The Finance Ministry on Wednesday raised the cap on investment by Life Insurance Corporation (LIC) to 30 per cent of a company’s paid-up capital from the earlier ceiling of 10 per cent.
“LIC can invest up to 30 per cent of a company’s paid-up capital. Earlier it could invest up to 10 per cent,” Financial Services Secretary D. K. Mittal told reporters here. The notification announcing the relaxation of investment norms for LIC has been issued, he said. Needless to say, the services of the public sector life insurer, which has been investing around Rs.50,000-60,000 crore each year as part of its normal business practice, will be utilised to reach the disinvestment target of Rs.30,000 crore set for the current fiscal. Ostensibly, as had been done in a few occasions in previous years, in case the response to public issue or IPO (initial public offering) of the public sector undertakings (PSUs) listed for disinvestment during 2012-13 happens to be lukewarm, LIC will then be in a position to come to the Centre’s rescue and pick up the equity stake on offer and thereby help in achieving the mop-up target set for the fiscal.
The Finance Ministry’s move, however, goes against the policy norms of the insurance regulator Insurance Regulatory and Development Authority (IRDA) which wanted the LIC to adhere to the 10 per cent equity guideline, as is applicable for private insurers.

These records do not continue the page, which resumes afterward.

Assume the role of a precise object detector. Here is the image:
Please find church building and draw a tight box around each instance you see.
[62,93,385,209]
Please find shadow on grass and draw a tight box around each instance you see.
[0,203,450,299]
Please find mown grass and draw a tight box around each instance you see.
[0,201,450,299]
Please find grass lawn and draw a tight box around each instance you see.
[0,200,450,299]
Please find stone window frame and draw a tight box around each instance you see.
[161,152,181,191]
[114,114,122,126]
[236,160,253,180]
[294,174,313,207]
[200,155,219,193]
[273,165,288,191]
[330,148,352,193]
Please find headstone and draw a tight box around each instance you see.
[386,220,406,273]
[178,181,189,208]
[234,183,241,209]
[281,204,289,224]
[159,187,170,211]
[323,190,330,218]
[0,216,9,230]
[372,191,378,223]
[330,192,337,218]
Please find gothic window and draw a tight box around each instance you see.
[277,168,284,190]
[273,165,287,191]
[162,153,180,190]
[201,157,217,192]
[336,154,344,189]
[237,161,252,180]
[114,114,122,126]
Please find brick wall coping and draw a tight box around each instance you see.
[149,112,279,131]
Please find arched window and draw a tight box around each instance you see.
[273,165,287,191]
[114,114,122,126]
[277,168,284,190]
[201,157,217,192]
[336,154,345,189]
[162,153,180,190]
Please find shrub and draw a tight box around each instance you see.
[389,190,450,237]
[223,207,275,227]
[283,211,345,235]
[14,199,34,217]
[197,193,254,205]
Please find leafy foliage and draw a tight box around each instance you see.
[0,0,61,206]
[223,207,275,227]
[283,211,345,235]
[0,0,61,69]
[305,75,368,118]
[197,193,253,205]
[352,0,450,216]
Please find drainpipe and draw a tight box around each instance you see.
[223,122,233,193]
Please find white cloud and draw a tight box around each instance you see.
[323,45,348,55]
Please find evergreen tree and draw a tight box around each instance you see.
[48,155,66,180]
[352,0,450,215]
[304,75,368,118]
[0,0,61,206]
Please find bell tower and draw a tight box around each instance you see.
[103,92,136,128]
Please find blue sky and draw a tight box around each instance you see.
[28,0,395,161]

For the fiscal, the government has lined up several PSUs for disinvestment such as Nalco, Hindustan Copper, SAIL, BHEL, MMTC and Oil India Limited (OIL) as also offload the residual equity in companies privatised earlier.
Meeting the disinvestment target set for 2012-13 has become all the more important in view of the widening twin deficits. In the wake of the tepid tax collection and subdued revenue realisation, the Finance Ministry had revised the fiscal deficit target for the current fiscal to 5.3 per cent of the GDP (gross domestic product) from 5.1 per cent budgeted earlier.